Acme Packet's Analyst Day - Clarifying the SBC Opportunity and the Death of Telecom

15 Dec 2010

Lately I've been writing about vendor events that I've attended, and this time it's Acme Packet. Their first-ever analyst day was held last week, and enough dust has settled since for me to write about it for our readers.

I realize that SBCs are not top-of-mind for followers of UC, and maybe that's the point. I'll back up a step just to be sure we're on the same page here. SBCs are session border controllers, a little understood next-gen network element that addresses complex problems with complex technology. As you may know, I'm not a technical analyst, but I've covered the SBC space since inception, and understand it well enough to share some takeaways with you here.

Acme Packet was an early entry into the nascent SBC market, which started to take shape around 2004. There were plenty of other interesting vendors, but Acme Packet has outlasted almost all of them, and in the case of Covergence, acquired them. While not the only game in town, Acme Packet has emerged as the clear market leader, a fact that the financial community has recently woken up to. Acme Packet's 2006 IPO was somewhat successful, and has puttered along rather quietly until 2010. Since January, however, their stock is up five fold, and if you know of a hotter stock, I'd like to hear about it.

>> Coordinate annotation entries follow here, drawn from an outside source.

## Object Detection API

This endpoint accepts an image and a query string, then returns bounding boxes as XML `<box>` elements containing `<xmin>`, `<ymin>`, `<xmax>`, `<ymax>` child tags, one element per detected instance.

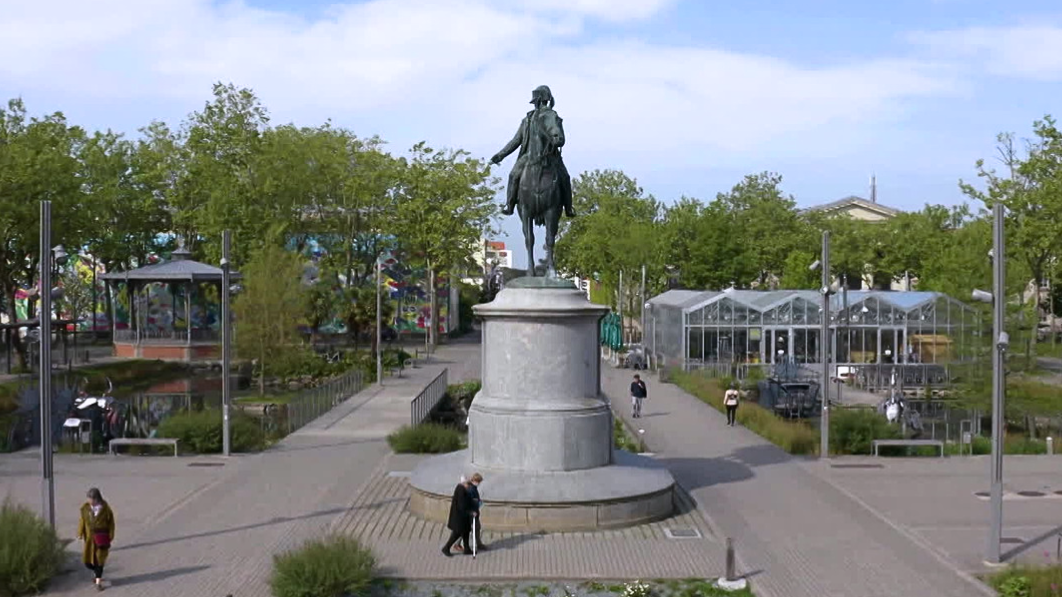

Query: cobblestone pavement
<box><xmin>805</xmin><ymin>455</ymin><xmax>1062</xmax><ymax>573</ymax></box>
<box><xmin>333</xmin><ymin>456</ymin><xmax>724</xmax><ymax>580</ymax></box>
<box><xmin>21</xmin><ymin>343</ymin><xmax>469</xmax><ymax>597</ymax></box>
<box><xmin>602</xmin><ymin>368</ymin><xmax>994</xmax><ymax>597</ymax></box>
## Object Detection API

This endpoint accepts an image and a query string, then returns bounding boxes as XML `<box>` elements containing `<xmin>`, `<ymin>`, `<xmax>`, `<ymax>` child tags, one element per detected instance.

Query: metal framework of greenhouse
<box><xmin>645</xmin><ymin>289</ymin><xmax>982</xmax><ymax>375</ymax></box>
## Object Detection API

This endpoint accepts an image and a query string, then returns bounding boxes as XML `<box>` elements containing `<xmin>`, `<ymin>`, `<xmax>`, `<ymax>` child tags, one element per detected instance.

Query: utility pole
<box><xmin>819</xmin><ymin>231</ymin><xmax>833</xmax><ymax>458</ymax></box>
<box><xmin>376</xmin><ymin>257</ymin><xmax>383</xmax><ymax>386</ymax></box>
<box><xmin>988</xmin><ymin>202</ymin><xmax>1009</xmax><ymax>564</ymax></box>
<box><xmin>37</xmin><ymin>201</ymin><xmax>55</xmax><ymax>529</ymax></box>
<box><xmin>221</xmin><ymin>231</ymin><xmax>233</xmax><ymax>457</ymax></box>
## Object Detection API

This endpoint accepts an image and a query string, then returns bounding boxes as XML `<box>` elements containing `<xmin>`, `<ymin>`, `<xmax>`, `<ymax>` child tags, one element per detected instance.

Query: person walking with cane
<box><xmin>723</xmin><ymin>381</ymin><xmax>741</xmax><ymax>427</ymax></box>
<box><xmin>631</xmin><ymin>374</ymin><xmax>649</xmax><ymax>419</ymax></box>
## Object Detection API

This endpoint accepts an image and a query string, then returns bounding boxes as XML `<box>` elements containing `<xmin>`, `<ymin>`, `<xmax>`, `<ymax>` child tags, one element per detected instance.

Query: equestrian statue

A key factor driving this zooming valuation is their ability to dominate a growth market and sustain very high gross margins. Investors love this, but more importantly, Acme Packet's technology brings critical value to service providers, and increasingly, enterprises. During the analyst day we learned what the value was from the various presentations, but for me, the key takeaways came from their CEO and co-founder, Andy Ory.

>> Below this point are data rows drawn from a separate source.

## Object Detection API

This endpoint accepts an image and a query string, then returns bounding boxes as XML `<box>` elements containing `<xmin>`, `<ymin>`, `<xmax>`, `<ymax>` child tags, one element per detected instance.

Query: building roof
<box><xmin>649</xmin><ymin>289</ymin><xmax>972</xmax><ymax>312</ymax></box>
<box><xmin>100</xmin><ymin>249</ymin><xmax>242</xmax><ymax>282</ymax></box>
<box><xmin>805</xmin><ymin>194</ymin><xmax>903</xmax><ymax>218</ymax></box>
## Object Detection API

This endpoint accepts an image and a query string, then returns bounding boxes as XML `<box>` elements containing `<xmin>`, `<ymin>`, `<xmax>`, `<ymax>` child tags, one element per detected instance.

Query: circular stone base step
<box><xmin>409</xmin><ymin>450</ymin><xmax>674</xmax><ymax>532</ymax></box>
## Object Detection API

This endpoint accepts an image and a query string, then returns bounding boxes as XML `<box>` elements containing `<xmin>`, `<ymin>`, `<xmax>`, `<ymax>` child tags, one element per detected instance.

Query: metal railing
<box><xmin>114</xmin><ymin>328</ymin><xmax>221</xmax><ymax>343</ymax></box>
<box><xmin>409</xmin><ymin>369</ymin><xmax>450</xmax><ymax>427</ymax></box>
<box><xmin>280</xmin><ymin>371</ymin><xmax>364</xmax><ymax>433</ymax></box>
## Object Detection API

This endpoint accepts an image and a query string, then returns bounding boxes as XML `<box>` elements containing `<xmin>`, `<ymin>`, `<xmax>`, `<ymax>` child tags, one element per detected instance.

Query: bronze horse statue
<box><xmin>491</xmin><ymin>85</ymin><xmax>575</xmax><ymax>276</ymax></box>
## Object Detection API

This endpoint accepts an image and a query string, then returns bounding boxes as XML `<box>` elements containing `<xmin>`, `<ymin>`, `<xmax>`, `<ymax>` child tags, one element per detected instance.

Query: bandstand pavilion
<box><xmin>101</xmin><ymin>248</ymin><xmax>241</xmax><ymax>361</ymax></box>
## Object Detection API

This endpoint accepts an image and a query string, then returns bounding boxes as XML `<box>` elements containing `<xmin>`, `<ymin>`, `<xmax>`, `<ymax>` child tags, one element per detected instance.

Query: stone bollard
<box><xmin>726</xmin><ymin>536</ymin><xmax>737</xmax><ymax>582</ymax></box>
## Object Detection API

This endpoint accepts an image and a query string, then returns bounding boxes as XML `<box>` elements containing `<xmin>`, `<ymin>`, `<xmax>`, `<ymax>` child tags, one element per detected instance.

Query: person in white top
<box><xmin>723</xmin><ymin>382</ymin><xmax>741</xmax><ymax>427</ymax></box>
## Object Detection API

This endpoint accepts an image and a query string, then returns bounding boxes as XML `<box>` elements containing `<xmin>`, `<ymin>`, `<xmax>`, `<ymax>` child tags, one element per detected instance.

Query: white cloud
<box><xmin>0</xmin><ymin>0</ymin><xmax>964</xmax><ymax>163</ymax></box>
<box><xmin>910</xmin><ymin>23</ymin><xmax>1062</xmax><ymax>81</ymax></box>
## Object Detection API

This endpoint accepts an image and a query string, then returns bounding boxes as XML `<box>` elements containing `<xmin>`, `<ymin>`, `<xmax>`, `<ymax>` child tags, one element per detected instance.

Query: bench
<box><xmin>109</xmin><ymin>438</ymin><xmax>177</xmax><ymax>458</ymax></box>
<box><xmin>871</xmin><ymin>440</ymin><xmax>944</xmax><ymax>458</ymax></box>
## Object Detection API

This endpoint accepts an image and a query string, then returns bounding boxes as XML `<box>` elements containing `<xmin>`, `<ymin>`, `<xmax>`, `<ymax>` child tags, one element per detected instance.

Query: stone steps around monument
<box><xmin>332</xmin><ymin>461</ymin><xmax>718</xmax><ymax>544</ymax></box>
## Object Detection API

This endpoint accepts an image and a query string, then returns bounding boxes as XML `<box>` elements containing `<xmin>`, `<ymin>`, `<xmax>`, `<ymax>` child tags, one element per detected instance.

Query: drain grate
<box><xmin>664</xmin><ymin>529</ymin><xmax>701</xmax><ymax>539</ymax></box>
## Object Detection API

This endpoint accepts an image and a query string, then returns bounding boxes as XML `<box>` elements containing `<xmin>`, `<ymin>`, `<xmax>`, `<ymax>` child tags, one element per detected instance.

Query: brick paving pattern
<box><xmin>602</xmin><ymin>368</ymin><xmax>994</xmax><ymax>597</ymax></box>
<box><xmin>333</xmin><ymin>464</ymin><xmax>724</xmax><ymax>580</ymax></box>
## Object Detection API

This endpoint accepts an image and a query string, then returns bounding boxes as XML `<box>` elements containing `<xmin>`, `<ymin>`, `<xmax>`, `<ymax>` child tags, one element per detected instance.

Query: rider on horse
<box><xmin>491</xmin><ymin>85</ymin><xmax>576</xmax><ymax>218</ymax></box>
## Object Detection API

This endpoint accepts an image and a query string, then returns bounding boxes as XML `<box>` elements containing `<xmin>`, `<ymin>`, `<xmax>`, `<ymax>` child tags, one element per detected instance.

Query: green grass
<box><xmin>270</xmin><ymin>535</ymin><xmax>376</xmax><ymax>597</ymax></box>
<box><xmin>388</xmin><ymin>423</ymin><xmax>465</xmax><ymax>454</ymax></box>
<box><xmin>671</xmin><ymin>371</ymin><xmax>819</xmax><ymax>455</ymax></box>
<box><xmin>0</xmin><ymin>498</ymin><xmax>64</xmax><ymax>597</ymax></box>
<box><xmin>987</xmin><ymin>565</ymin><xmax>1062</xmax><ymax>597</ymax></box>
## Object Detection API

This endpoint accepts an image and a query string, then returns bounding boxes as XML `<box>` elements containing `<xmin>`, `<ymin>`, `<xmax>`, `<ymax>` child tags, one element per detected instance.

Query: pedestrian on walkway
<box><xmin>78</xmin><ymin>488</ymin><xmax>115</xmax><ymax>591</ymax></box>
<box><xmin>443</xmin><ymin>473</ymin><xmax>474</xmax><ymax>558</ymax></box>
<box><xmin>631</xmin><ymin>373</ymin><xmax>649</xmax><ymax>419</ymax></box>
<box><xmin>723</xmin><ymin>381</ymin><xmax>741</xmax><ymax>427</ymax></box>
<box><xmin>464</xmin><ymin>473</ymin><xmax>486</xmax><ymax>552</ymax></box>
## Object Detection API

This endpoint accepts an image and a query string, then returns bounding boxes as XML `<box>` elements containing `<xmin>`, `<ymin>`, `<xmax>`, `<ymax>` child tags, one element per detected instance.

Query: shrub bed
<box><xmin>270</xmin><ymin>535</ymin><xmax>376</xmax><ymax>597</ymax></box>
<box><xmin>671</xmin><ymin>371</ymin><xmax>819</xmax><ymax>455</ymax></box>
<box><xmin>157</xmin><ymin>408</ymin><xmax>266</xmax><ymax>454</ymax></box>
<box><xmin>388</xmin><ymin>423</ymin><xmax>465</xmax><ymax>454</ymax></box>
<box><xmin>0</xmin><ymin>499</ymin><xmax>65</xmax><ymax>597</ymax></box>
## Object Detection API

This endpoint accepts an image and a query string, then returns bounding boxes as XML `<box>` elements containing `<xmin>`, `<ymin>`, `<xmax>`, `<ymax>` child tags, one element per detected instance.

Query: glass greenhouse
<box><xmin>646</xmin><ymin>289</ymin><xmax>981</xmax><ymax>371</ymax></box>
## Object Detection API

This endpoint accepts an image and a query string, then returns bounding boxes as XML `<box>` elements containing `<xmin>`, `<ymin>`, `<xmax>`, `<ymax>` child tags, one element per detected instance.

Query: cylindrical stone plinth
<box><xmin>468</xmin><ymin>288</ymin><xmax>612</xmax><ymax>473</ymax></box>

Andy takes the big picture approach by talking about the "death of telecom," which is music to many in IP, but more of a throw down to the legacy crowd. Either way, telecom - as we know it - is radically changing and incumbents are struggling - thrashing perhaps - with IP if just to hang on to what they have. You don't hear legacy carriers talking about growth any more - it's just about customer retention and trying to replace legacy revenues from declining lines of business. The growth story is largely being driven either by mobile operators or new competition that been quicker to adopt IP.

Whether protecting the installed base or capturing new customers, all operators need SBCs to some degree for IP services. There really are two markets here for vendors to address. First is helping carriers bridge the transition from TDM to IP, and this is where most vendors focus. TDM will be with us for some time, so there is a large market to address here. The second market is looking one step ahead, where carriers have moved on from TDM altogether and are living in an all IP world. Very few carriers are there today, but this is the end game for all of them.

In Andy's view, telecoms don't do innovation or competition very well, and many are dead and just don't know it. The bigger game for Acme Packet is with carriers who know that telecom is dying, and are ready to embrace the technology to get them to the next curve. We all know that story by now, but hearing Andy's take makes you realize just how far most telcos still have to go. His main theme is that SIP is a big driver of all things IP, and in this new world, there is a great deal of new value to be created. This isn't about cheaper minutes or free video calls. It's about - well - things like UC, which is why I'm writing about this here.

UC can be done in a limited way with TDM, and pretty well in a hybrid TDM/IP environment, but with all-IP, it really delivers value. SBCs play a key role here because they establish trusted connections at both ends of the IP session. In this regard, Andy talked about how the new value is coming from applications, not the network. As such, what matters most is what happens at each end of the connection rather than in between and over the pipes.

Most people do not/cannot understand Acme Packet's technology, but they do understand trust, security and identity protection, and that's really where Acme Packet provides value. I commented half tongue-in-cheek to Acme Packet that WikiLeaks was good for business, and there certainly is truth to that. When you can establish secure borders in the network along with authenticated identity for end users, a lot of friction is removed from the communications process, at which point IP-to-IP works just as well as people talking face-to-face. Isn't that really what we're striving for with UC?

For service providers to get full value from these applications - and solutions like UC - their networks must become session aware in order to manage and integrate all of these real-time, multimodal streams of communications. There is little doubt that all of us will be much more comfortable sharing and collaborating when we know we're working with trusted partners. For those in attendance, you'll remember the personal banking example cited by Acme Packet's other co-founder, Pat MeLampy. Underlying this is the simple idea that it's very easy to be anonymous over the Internet, and for carriers to transition to an all IP world, they're going to have to address these issues definitively.

Otherwise, as Andy noted, they will be displaced by others who can. He reminded us that companies like Prime, DEC and Wang seemed like unstoppable market leaders in their heyday, but hardly anyone remembers them now. Incumbent telcos - and certainly telecom vendors - could go the same way, especially if IP-savvy disruptors like Skype or Google get there faster.

In that regard, moving to an all IP world is as fundamentally game-changing as the Internet itself, and the market finally seems to be catching on. Acme Packet has been out in front here for a long time, and I think everyone attending last week now knows how to connect these dots. If Acme Packet is new to you, then you'll do well to stay close to this portal and our ongoing coverage of enabling technologies like SBCs.